Highlights & Insights¶
- Training-stage perspective: Unlike inference-time optimization methods, CTCal addresses text-image alignment at training time, yielding lasting improvements with no inference overhead.
- Self-supervised paradigm: The model uses its own small-timestep outputs to supervise large-timestep learning, requiring no additional labels or external teacher models.
- Architecture-agnostic: Applicable to both U-Net (SD 2.1) and Transformer (SD 3) architectures.
Limitations & Future Work¶
- Training data construction relies on reward-driven sampling, incurring non-trivial data preparation costs.

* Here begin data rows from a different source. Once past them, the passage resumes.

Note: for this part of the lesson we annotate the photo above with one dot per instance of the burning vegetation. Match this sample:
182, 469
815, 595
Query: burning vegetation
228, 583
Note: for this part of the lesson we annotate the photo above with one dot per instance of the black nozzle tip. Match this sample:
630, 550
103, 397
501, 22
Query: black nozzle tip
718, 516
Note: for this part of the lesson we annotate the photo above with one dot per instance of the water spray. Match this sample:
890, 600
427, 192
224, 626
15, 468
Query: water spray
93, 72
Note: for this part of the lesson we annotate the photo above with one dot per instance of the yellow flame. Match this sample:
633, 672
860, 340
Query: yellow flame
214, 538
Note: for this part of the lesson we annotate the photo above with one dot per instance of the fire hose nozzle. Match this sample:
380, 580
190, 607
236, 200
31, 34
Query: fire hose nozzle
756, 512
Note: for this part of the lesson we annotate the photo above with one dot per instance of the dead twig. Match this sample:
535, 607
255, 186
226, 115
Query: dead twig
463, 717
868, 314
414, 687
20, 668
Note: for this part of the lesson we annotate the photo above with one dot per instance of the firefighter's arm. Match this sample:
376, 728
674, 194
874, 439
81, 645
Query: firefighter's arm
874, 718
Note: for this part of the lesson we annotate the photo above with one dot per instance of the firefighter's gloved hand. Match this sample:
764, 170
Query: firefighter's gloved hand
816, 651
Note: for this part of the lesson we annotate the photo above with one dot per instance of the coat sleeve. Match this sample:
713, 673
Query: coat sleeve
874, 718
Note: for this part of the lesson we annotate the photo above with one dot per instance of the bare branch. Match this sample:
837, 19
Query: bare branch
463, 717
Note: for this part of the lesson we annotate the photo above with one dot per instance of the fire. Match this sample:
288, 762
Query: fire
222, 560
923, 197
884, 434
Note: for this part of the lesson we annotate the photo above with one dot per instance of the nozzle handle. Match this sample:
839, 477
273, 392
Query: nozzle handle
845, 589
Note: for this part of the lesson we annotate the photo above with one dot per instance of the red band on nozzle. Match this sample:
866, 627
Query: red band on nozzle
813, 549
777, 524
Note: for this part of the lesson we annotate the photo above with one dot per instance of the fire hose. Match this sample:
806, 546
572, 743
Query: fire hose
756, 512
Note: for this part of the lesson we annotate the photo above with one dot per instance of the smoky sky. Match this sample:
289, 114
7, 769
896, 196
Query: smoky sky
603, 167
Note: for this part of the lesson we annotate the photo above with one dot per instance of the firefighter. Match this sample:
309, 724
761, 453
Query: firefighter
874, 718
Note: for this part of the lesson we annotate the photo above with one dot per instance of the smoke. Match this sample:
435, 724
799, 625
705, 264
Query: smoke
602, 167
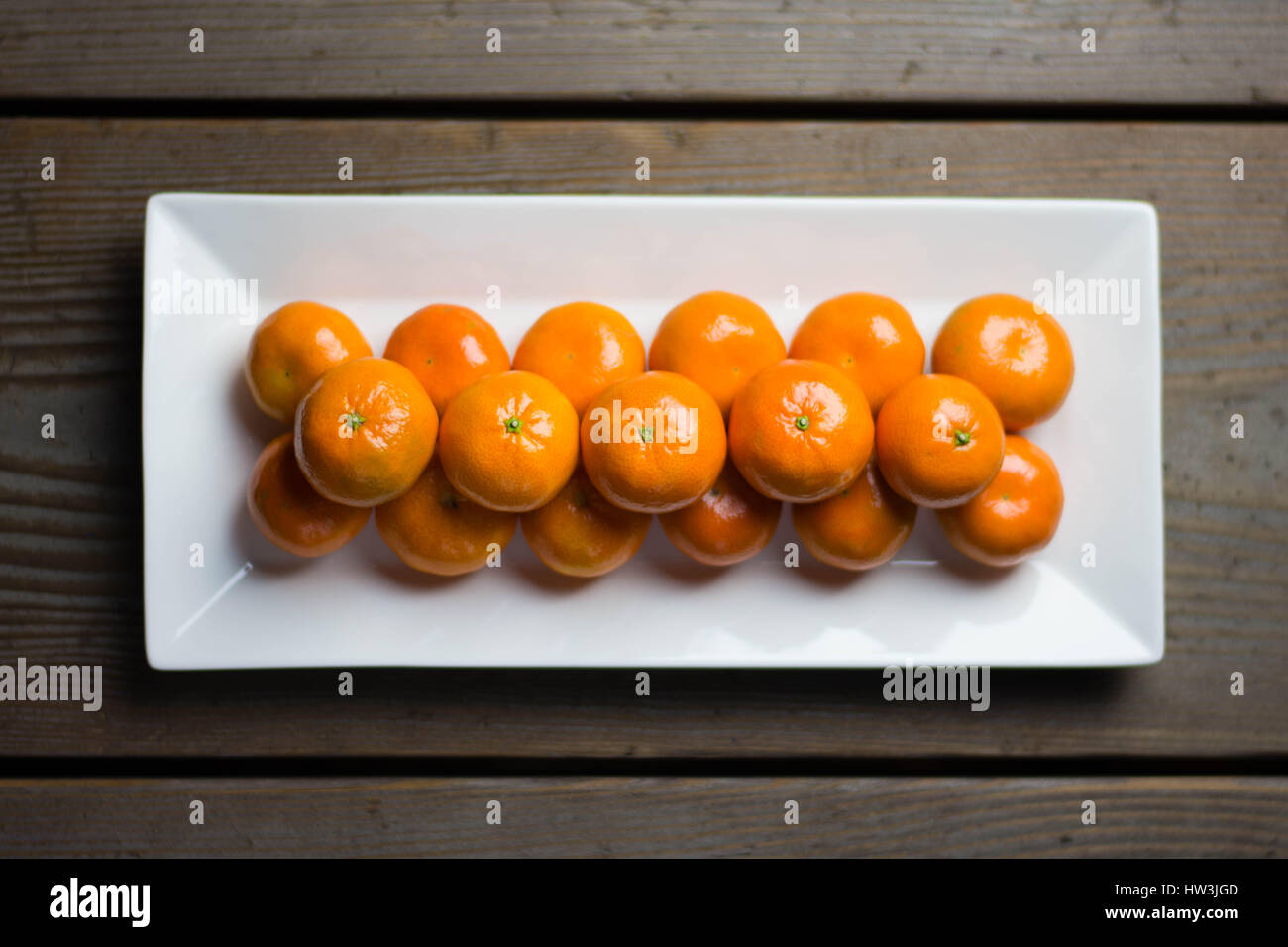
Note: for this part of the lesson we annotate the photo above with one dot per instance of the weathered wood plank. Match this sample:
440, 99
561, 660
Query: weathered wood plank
1160, 817
69, 544
1146, 51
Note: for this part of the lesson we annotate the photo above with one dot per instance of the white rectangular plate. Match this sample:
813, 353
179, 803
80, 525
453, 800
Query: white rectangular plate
237, 602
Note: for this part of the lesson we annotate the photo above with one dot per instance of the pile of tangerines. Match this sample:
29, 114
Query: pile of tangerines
455, 447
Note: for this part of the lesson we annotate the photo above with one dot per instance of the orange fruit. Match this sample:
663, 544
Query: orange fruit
728, 523
583, 348
800, 431
861, 527
290, 513
581, 534
1013, 351
365, 432
717, 339
870, 338
292, 348
653, 444
447, 348
939, 441
1016, 515
434, 528
509, 441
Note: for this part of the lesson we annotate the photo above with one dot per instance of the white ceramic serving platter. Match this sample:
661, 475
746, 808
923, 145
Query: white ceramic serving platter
235, 600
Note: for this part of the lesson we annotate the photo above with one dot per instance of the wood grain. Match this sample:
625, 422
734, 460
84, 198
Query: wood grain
69, 509
733, 51
1158, 817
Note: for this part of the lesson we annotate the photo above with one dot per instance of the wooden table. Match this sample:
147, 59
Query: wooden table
1175, 763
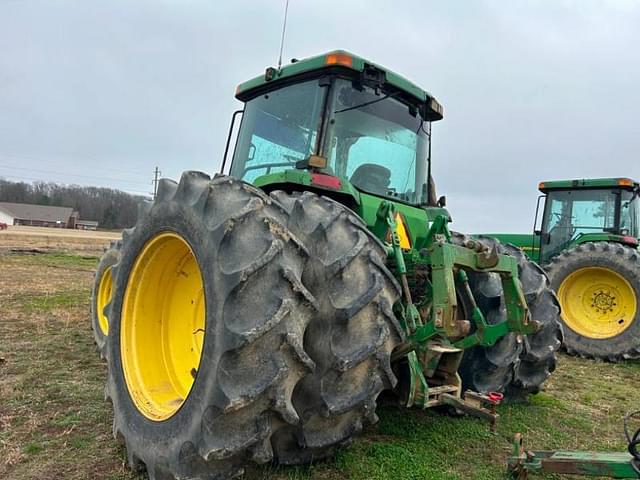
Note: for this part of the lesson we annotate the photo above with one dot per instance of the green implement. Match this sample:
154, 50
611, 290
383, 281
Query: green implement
523, 462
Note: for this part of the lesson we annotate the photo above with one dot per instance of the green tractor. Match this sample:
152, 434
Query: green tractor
588, 244
257, 317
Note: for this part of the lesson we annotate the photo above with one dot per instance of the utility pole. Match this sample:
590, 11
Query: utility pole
156, 179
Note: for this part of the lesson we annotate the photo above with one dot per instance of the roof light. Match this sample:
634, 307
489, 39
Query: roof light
339, 59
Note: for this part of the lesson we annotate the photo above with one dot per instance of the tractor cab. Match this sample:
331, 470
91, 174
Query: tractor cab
337, 123
578, 211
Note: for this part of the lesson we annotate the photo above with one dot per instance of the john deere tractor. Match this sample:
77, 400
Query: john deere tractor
257, 317
588, 244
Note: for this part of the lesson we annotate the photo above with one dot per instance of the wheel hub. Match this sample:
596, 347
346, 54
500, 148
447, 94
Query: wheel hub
162, 326
597, 302
603, 301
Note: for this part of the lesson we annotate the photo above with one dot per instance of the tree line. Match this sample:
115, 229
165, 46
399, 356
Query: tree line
110, 207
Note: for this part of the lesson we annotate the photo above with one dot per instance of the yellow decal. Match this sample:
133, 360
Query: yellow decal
403, 236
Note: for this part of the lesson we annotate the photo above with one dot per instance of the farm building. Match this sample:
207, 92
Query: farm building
42, 216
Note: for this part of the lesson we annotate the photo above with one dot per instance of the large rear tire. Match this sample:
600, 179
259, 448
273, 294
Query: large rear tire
101, 295
206, 332
350, 336
598, 284
515, 366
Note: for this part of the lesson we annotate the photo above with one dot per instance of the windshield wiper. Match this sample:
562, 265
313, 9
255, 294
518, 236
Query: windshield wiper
371, 102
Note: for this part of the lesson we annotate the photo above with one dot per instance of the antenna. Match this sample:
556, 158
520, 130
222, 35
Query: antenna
284, 29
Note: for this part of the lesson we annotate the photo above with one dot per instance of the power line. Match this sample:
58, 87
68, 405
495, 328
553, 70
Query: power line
47, 161
32, 179
65, 174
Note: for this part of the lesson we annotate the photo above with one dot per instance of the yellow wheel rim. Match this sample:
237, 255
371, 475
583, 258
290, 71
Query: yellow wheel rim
162, 326
103, 298
597, 302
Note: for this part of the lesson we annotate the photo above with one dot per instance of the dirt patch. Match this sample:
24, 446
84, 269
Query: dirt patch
55, 240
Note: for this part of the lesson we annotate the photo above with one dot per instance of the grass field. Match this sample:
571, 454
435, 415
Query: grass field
55, 424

- Only LoRA fine-tuning is explored; the effect of full fine-tuning remains uninvestigated.
- Noun selection depends on POS tagging tools; applicability to non-English prompts is unknown.
Related Work & Insights¶
- Inference-time methods such as Attend-and-Excite motivated the focus on cross-attention, but CTCal addresses the problem more elegantly at the training stage.
- The reward-driven data selection strategy from GORS serves as the foundation for CTCal, which adds explicit alignment supervision on top of it.
Rating¶
- Novelty: ⭐⭐⭐⭐⭐ The cross-timestep self-calibration idea is novel and elegant.
- Experimental Thoroughness: ⭐⭐⭐⭐⭐ Two benchmarks, SD 2.1 and SD 3, user studies, and complete ablations.
- Writing Quality: ⭐⭐⭐⭐⭐ The logical chain from observation to design to validation is clear.
- Value: ⭐⭐⭐⭐⭐ Delivers substantial improvements in text-image alignment for text-to-image generation.